Super_Lollo ha scritto:


> No no che milanista, era un giornalista che si occupa di finanza e spiegava come il mondo del calcio stia andando in un baratro senza fine ( italiano ) e nonostante i mille avvertimenti ci sono squadre che continuano ad accelerare verso il burrone.
> E' nella trasmissione di ieri, prima mezz'ora.

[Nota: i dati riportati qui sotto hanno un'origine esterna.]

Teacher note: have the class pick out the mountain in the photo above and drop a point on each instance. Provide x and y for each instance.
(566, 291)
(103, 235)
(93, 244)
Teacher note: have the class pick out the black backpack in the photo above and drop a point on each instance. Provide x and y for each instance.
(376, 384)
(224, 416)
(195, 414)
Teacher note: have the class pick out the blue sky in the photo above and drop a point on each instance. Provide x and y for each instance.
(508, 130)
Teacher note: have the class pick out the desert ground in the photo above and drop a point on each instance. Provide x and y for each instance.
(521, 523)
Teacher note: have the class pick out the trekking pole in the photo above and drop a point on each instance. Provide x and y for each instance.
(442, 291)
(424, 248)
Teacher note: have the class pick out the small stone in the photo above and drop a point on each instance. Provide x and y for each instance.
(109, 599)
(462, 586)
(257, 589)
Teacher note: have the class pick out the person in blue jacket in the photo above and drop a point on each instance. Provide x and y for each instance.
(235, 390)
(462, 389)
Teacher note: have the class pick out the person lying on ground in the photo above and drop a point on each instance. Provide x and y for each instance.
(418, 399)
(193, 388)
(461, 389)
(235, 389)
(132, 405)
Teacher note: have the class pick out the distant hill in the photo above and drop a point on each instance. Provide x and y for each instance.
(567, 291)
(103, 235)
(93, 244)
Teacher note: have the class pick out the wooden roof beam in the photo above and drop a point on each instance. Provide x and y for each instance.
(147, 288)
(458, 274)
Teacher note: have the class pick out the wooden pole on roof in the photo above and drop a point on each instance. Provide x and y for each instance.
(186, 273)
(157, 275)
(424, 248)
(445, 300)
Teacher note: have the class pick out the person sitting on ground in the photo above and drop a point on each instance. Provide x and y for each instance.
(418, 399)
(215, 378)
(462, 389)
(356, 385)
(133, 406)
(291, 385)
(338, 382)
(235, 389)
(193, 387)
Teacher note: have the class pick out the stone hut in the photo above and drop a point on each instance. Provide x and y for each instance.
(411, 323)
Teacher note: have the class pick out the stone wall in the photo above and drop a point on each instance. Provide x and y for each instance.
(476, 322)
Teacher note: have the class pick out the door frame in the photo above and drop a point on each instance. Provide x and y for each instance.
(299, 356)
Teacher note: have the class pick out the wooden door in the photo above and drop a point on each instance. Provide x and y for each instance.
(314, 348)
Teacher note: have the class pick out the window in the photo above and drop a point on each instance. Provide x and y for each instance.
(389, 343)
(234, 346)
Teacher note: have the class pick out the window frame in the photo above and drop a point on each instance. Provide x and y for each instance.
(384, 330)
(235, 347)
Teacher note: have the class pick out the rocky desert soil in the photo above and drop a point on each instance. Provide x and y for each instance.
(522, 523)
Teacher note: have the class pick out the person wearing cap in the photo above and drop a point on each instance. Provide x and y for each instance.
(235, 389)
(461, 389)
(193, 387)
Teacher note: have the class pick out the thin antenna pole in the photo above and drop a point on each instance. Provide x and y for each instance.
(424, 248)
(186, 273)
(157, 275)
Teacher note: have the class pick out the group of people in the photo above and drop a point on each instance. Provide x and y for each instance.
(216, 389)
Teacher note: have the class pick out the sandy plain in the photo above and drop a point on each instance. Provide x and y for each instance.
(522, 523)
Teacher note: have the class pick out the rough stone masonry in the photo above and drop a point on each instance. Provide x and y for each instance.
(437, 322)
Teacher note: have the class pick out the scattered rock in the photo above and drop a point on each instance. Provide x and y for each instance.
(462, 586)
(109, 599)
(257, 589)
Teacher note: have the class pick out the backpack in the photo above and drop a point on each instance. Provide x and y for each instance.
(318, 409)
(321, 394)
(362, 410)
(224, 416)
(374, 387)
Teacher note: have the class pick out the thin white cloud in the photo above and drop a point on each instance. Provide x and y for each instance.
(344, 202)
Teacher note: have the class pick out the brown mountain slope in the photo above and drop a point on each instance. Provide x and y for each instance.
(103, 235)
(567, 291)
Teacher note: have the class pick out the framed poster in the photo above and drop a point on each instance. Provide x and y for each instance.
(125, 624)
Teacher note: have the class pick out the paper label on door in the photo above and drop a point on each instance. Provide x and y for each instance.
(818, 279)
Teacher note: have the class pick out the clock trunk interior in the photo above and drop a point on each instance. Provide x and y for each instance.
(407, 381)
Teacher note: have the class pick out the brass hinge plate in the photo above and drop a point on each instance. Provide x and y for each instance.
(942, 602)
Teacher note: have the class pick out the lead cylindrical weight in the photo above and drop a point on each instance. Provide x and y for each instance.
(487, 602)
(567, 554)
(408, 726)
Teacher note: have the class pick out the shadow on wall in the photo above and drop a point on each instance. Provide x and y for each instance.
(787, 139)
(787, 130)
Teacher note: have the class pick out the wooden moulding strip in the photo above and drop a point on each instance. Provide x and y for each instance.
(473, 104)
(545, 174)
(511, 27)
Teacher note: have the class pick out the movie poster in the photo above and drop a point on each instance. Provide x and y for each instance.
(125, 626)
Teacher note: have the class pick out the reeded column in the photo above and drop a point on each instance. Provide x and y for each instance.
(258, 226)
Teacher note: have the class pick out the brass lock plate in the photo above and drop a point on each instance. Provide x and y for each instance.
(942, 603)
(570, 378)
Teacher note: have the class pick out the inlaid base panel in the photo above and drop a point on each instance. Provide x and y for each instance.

Lollo tu avrai anche ragione, ma guardiamo la realtà dei fatti: l'Inter (o il Barcellona se preferisci) con conti disastrosi, pieni di debiti, continuano a spendere, se non in cartellini in payroll, stipendi, commissioni ecc.
Falliranno entrambe? Assolutamente no, il sistema calcio non può permettersi che falliscono, è inutile che ci prendiamo in giro sognando che prima o poi il conto da pagare arriverà o che finiranno giù dal burrone. In qualche modo resteranno sempre vive, e nel frattempo provano a competere.
Noi siamo praticamente senza debiti, nel 2023 se non raggiungeremo il pareggio di bilancio ci andremo estremamente vicini, eppure siamo sempre bloccati e attenti al centesimo.
La frustrazione viene da questo, loro competono con regole diverse dalle nostre. A me la nostra politica va bene, anzi benissimo, sono serio. Ma è inutile parlare di come i conti di Inter/Barcellona ecc siano disastrosi, loro non hanno la nostra politica. È come sommare mele e pere, alle elementari ci hanno insegnato che non si fa. La nostra politica è virtuosa, va bene, ma ha poco senso guardare in casa d'altri perché tanto non funziona, e sembriamo davvero solo dei gufi o uccelli del malaugurio o qualcuno che cerca di giustificare la politica lacrime e sangue che abbiamo intrapreso sui costi.
Poi ovvio che preferisco gioire a Maggio che ad Agosto, ci mancherebbe, ma la stanchezza in questa fase viene un po' da lì.
Ps nulla contro di te ovviamente, anzi ti seguo sempre su Youtube, solo che sto discorso sulle altre squadre che fanno una politica miope mette tutti d'accordo ma tanto non cambia i fatti, che loro spendono e non falliranno, per quanto vogliamo sperare che capiti.


----------



## Oronzo Cana (15 Luglio 2022)

danjr ha scritto:


> Il discorso non fa una grinza, sono perfettamente d’accordo. Se il Milan vuole PUÒ, su questo nessuno ha dubbi. I dubbi sono su quel “vuole”. Io, ahimè, da Gennaio 2022 in poi ho metabolizzato che si correrà dritti non verso il pareggi di bilancio ma
> Verso gli utili.
> Dal punto di vista del proprietario si tratterebbe di tenere una società che non pesa nulla in termini di passivi e anzi porta qualche utile, in attesa di una bella offerta per la vendita del Club. Non gliene faccio una colpa però parlassero onestamente


pero c'è anche da dire che pur potendo spendere non è che bisogna spendere giusto per far vedere che si spende qualcosa e far contento qualche tifoso sotto l'ombrellone, perche alla fine se spendi male poi questi acquisti ti bloccano pure i mercati futuri


----------



## willcoyote85 (15 Luglio 2022)

Super_Lollo ha scritto:


> No no che milanista, era un giornalista che si occupa di finanza e spiegava come il mondo del calcio stia andando in un baratro senza fine ( italiano ) e nonostante i mille avvertimenti ci sono squadre che continuano ad accelerare verso il burrone.
> E' nella trasmissione di ieri, prima mezz'ora.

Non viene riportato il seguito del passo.